2014.9.13 (土) - 9.28 (日)



「画家として、キャンヴァスに穴を穿つ時、
 私は絵画を制作しようと思っているのではない」
             ルチオ・フォンタナ

丹羽康博は、コンセプチュアルアートをつくろうとし、制作に臨んでいるわけではない。既成の概念を疑い、ものづくりにあたる。結果、コンセプチュアルアートにカテゴライズされるような形態をなすだけなのだ。
「詩としての彫刻」から発展した、行為の集積である「詩としての行為」。その延長にある 『 untitled ( letter ) 』のシリーズは、これまで手がけてきた行為の集積とは感覚を異にするという。描くことは彼にとって特別なのだ。目や手、思考など、描いている時の意識の深さは、その他の行為では体験できないものなのだと。

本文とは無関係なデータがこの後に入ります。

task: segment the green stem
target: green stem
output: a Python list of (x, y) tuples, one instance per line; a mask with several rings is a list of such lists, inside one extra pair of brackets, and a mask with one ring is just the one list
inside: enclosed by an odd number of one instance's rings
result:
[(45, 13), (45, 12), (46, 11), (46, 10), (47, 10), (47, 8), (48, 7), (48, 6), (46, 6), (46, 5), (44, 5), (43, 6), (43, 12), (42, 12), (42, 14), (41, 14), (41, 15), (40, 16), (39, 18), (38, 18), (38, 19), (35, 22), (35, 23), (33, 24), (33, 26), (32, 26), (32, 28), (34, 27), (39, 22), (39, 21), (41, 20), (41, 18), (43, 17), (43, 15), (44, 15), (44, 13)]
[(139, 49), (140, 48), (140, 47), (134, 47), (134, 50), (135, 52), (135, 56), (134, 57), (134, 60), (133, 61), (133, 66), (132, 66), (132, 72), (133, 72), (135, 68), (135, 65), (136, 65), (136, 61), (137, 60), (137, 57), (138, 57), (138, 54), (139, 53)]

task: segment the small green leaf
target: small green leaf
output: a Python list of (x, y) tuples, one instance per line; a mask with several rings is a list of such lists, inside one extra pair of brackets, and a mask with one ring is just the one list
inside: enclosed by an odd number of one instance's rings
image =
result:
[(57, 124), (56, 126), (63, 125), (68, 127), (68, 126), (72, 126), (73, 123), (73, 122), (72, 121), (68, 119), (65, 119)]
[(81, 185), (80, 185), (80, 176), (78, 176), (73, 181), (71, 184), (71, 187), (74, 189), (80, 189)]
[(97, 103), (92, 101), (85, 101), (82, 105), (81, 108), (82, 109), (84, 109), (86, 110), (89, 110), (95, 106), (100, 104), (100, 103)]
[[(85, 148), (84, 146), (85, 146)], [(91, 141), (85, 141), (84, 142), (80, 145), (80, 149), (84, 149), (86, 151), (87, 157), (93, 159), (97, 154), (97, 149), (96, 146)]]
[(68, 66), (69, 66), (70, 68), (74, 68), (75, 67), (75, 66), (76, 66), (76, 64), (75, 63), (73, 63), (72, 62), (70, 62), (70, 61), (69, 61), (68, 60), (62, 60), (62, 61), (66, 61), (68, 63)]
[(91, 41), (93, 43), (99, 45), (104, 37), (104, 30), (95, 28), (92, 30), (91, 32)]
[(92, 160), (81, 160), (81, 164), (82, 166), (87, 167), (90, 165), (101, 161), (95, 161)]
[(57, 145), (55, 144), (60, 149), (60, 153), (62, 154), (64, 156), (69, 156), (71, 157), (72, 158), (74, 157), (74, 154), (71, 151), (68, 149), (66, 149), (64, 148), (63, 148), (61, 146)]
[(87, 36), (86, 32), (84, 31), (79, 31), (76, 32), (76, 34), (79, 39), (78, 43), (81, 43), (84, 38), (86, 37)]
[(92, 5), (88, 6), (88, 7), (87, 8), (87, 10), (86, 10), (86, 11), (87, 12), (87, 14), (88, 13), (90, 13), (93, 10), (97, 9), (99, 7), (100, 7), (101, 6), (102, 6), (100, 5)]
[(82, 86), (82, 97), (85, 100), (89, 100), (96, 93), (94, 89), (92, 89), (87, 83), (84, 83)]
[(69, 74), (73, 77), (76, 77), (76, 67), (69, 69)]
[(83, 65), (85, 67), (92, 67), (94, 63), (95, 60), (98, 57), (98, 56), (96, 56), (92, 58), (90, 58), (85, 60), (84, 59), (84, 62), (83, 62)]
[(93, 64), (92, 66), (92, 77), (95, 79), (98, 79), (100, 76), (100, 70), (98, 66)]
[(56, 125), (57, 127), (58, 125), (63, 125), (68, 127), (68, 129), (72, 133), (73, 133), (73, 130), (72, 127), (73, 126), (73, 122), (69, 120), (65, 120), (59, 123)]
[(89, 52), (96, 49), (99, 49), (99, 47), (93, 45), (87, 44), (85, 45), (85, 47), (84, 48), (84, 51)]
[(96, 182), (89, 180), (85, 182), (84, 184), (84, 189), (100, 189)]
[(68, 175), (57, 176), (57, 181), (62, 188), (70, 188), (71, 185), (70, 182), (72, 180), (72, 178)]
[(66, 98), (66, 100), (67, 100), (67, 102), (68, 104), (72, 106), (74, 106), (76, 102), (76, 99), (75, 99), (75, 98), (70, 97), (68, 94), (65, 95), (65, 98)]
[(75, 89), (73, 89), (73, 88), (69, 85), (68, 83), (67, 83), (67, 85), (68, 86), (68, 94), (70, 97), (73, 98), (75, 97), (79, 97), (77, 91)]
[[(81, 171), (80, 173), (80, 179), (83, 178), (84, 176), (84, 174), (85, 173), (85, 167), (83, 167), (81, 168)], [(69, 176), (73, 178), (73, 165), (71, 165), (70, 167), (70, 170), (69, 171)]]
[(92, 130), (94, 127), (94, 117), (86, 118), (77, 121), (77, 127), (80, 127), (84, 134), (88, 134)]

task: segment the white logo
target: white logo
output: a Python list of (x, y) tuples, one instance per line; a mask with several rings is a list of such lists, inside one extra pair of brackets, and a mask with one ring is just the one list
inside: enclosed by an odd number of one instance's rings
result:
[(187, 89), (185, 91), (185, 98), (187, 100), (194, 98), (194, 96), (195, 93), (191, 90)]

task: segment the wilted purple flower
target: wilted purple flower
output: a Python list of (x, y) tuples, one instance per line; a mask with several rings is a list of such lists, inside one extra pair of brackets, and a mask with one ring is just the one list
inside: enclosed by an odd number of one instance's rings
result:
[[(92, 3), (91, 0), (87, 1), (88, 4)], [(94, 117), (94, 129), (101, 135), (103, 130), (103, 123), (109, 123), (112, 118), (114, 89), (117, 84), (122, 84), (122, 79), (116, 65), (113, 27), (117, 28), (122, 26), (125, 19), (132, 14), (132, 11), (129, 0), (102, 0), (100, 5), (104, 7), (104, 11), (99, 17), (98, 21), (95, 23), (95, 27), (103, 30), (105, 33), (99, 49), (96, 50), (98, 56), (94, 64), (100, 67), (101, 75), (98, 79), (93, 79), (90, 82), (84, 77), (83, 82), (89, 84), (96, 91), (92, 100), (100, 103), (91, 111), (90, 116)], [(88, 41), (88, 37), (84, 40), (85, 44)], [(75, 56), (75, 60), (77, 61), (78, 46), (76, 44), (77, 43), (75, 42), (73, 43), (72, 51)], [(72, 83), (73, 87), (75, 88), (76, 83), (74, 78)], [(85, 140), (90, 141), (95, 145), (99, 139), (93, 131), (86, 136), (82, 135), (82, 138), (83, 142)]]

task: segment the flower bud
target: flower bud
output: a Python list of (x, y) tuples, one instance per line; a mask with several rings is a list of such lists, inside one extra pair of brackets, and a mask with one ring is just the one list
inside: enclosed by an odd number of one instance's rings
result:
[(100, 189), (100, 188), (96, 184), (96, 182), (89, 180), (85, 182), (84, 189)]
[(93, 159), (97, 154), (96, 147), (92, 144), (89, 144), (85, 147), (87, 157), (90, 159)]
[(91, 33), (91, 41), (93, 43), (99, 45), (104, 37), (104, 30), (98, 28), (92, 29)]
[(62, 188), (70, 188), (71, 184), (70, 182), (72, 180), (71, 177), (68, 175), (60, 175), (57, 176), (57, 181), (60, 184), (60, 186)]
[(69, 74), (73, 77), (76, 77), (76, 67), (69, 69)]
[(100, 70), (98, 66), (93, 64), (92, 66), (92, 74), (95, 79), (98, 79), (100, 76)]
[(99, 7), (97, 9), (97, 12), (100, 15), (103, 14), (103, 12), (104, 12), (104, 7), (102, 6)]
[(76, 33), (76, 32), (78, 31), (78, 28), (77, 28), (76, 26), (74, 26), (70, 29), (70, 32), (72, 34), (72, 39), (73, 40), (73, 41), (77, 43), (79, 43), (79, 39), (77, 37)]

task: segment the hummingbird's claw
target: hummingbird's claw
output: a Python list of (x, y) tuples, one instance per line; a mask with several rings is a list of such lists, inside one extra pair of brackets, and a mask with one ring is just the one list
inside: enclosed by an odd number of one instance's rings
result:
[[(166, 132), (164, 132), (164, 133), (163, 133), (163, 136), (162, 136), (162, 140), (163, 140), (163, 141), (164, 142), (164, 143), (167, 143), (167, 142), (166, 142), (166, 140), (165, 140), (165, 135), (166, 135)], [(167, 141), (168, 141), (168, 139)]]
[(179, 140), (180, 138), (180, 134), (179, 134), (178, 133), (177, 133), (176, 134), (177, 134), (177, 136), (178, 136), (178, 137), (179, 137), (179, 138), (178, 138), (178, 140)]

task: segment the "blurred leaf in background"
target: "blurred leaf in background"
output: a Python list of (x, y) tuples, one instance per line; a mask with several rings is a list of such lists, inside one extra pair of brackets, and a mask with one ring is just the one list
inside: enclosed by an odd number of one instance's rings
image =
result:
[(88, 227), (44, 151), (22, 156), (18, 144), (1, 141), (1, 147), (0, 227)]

何を描いているという訳ではない。速度を感じる筆致、線は重なり、色は層を成し、紙は脆く破れ穴があく。思いや意志を届ける装置としての手紙のはずが、動が静に定着されてもの言わぬ。視覚だけの嵐のただ中に立つが、音はない。
生活空間を横切ってくる、他者を介してその場まで運ばれた。あなたは視る、手紙から平面に姿を戻した1枚の絵を。その時、光が放たれる。コトバの代わりに送られた、刻まれた時間と思念が、心の一番フラットな場所に透写される。